Pavlova
METHOD
Preheat the oven to 150C. Line a baking tray with baking paper.
In a very clean bowl, place the egg whites with the pinch of salt in a bowl of a stand mixer fitted with a whisk attachment. Whisk on a medium speed until soft peaks form. Slowly add the sugar, one teaspoon at a time. This will take around 10 minutes. Increase the speed to high and beat for a further 5 minutes. You should have a stiff and glossy meringue. Check that the sugar has dissolved but rubbing a small amount of the mixture in-between your fingers.
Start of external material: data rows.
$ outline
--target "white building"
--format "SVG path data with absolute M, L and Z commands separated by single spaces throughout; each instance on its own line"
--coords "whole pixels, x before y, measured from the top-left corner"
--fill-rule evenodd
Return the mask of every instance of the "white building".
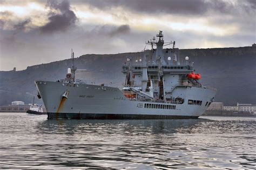
M 223 110 L 227 111 L 238 111 L 238 106 L 223 106 Z
M 221 111 L 223 110 L 223 103 L 213 102 L 207 110 L 210 111 Z
M 256 114 L 256 105 L 251 104 L 239 104 L 237 103 L 238 111 L 240 112 L 248 112 Z
M 11 103 L 12 105 L 24 105 L 25 103 L 22 101 L 14 101 Z

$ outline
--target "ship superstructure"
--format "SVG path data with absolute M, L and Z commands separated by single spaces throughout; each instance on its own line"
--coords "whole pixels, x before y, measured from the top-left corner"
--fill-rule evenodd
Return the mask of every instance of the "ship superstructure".
M 36 81 L 49 119 L 196 118 L 213 101 L 216 90 L 202 85 L 193 63 L 180 63 L 175 42 L 165 43 L 161 31 L 147 41 L 150 50 L 127 57 L 122 90 L 89 85 L 75 78 L 73 63 L 66 78 Z M 164 49 L 165 46 L 171 48 Z

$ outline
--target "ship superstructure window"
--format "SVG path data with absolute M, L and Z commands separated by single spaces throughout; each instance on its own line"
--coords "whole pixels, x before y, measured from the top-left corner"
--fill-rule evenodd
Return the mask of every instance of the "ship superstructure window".
M 145 104 L 144 104 L 144 108 L 175 110 L 175 109 L 176 109 L 176 106 L 170 105 Z
M 188 105 L 202 105 L 202 101 L 201 100 L 188 100 L 187 101 Z M 207 104 L 205 105 L 206 106 Z

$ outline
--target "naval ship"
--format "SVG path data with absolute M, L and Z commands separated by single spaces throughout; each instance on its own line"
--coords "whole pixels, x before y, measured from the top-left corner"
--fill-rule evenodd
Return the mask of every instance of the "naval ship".
M 35 81 L 48 119 L 198 118 L 213 101 L 216 89 L 199 83 L 201 75 L 188 57 L 180 63 L 175 41 L 165 42 L 161 31 L 156 38 L 146 42 L 149 49 L 127 57 L 122 89 L 76 79 L 71 52 L 73 64 L 65 79 Z M 170 48 L 163 48 L 167 45 Z

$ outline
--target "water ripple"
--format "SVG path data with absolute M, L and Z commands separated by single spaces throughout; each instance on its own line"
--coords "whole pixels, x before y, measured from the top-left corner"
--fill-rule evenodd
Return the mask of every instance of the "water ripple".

If you can still feel granules of sugar, continue mixing until all the sugar has dissolved.
Add the corn flour and vinegar and continue to beat for a further 2-3 minutes or until glossy and well-combined.
Spoon the mixture onto the prepared baking tray and use a palette knife or spatula to form a circle around 20cm in diameter. Create a dome shape by smoothing the edges towards the centre and then create a slight dip in the centre, making the edges slightly higher than the centre.
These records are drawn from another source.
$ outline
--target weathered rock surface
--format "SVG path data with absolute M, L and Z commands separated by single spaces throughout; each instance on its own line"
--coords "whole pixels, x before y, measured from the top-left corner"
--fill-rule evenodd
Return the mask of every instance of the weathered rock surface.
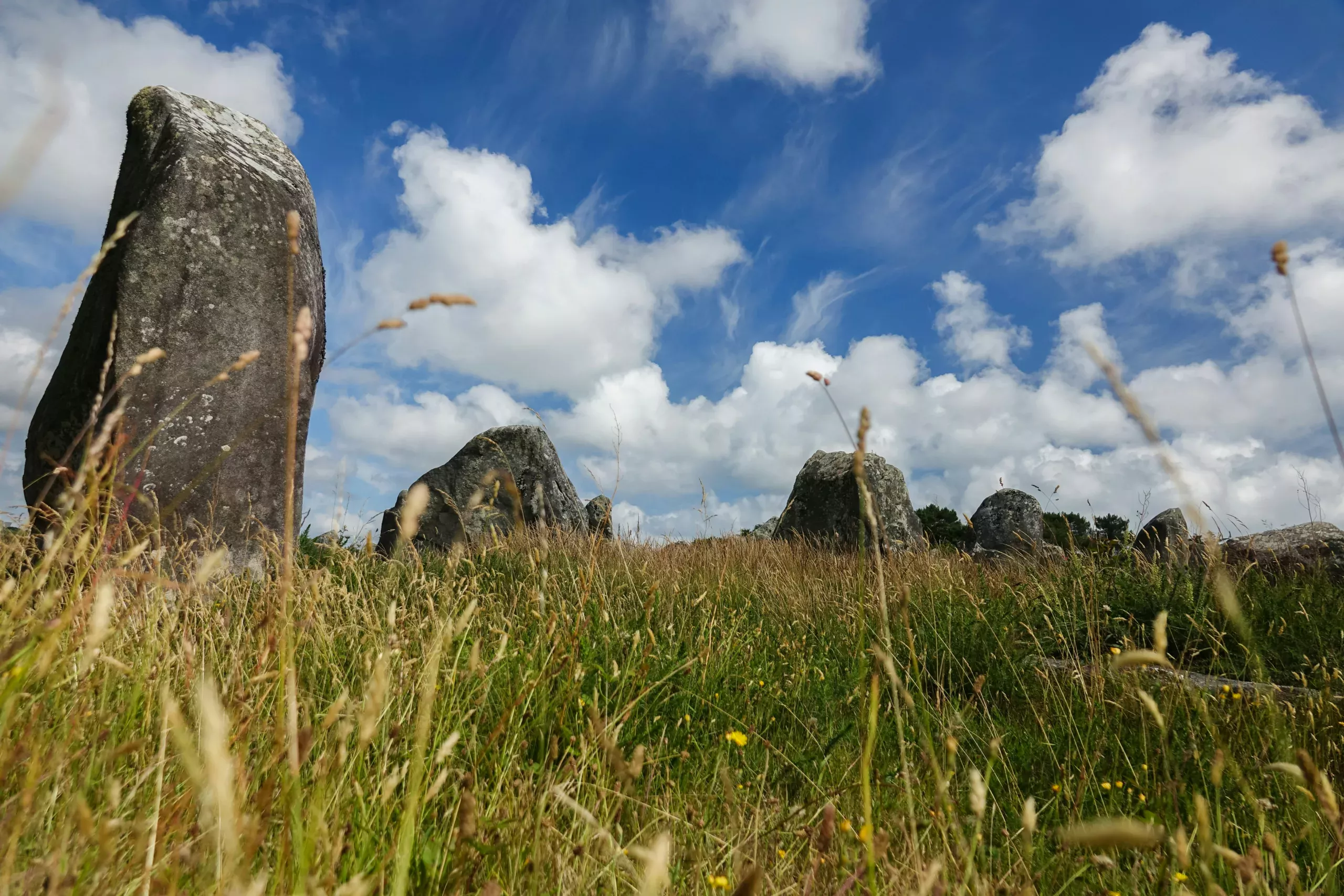
M 546 523 L 573 532 L 587 529 L 587 510 L 564 474 L 551 438 L 539 426 L 500 426 L 462 446 L 444 466 L 415 480 L 429 486 L 415 544 L 448 549 L 517 527 Z M 383 514 L 378 547 L 396 547 L 398 517 L 406 492 Z
M 876 454 L 864 458 L 863 470 L 883 529 L 882 548 L 923 548 L 923 527 L 910 505 L 906 477 Z M 817 451 L 808 458 L 793 481 L 793 492 L 774 527 L 774 537 L 804 537 L 835 547 L 857 547 L 859 485 L 853 478 L 852 454 Z
M 1040 501 L 1017 489 L 999 489 L 981 501 L 970 525 L 976 553 L 1032 553 L 1046 543 Z
M 1344 575 L 1344 532 L 1332 523 L 1304 523 L 1223 541 L 1228 563 L 1255 563 L 1266 572 L 1298 572 L 1321 567 Z
M 1180 508 L 1167 508 L 1134 536 L 1134 549 L 1153 563 L 1185 563 L 1189 560 L 1191 540 L 1185 514 Z
M 769 520 L 766 520 L 765 523 L 758 523 L 755 527 L 753 527 L 751 532 L 747 533 L 747 537 L 749 539 L 773 539 L 774 537 L 774 531 L 778 527 L 780 527 L 780 517 L 773 516 Z
M 294 306 L 313 316 L 300 384 L 294 502 L 302 506 L 308 414 L 325 344 L 313 192 L 302 167 L 263 124 L 207 99 L 145 87 L 130 101 L 126 124 L 106 232 L 133 211 L 140 218 L 89 282 L 38 403 L 24 496 L 30 506 L 50 504 L 62 490 L 52 470 L 78 466 L 116 318 L 109 383 L 125 376 L 137 355 L 155 347 L 167 352 L 124 387 L 122 427 L 132 446 L 163 424 L 151 453 L 125 465 L 125 485 L 138 496 L 132 513 L 142 520 L 161 513 L 180 536 L 218 532 L 234 549 L 235 567 L 255 568 L 259 553 L 249 543 L 255 524 L 280 531 L 284 521 L 290 210 L 302 220 Z M 207 386 L 168 419 L 253 349 L 261 352 L 257 363 Z
M 599 494 L 583 508 L 583 513 L 587 517 L 589 535 L 597 535 L 601 539 L 612 537 L 612 498 L 605 494 Z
Reduce the oven to 120C and bake the pavlova for approximately 1 hour and 15-30 minutes or until the exterior has formed a crust and is dry to the touch. Turn off the oven and leave the pavlova shell to cool in the oven completely.
Just before serving, whip the cream and crème fraîche to soft pillowy peaks. Spoon onto the pavlova shell and top with your chosen fruit.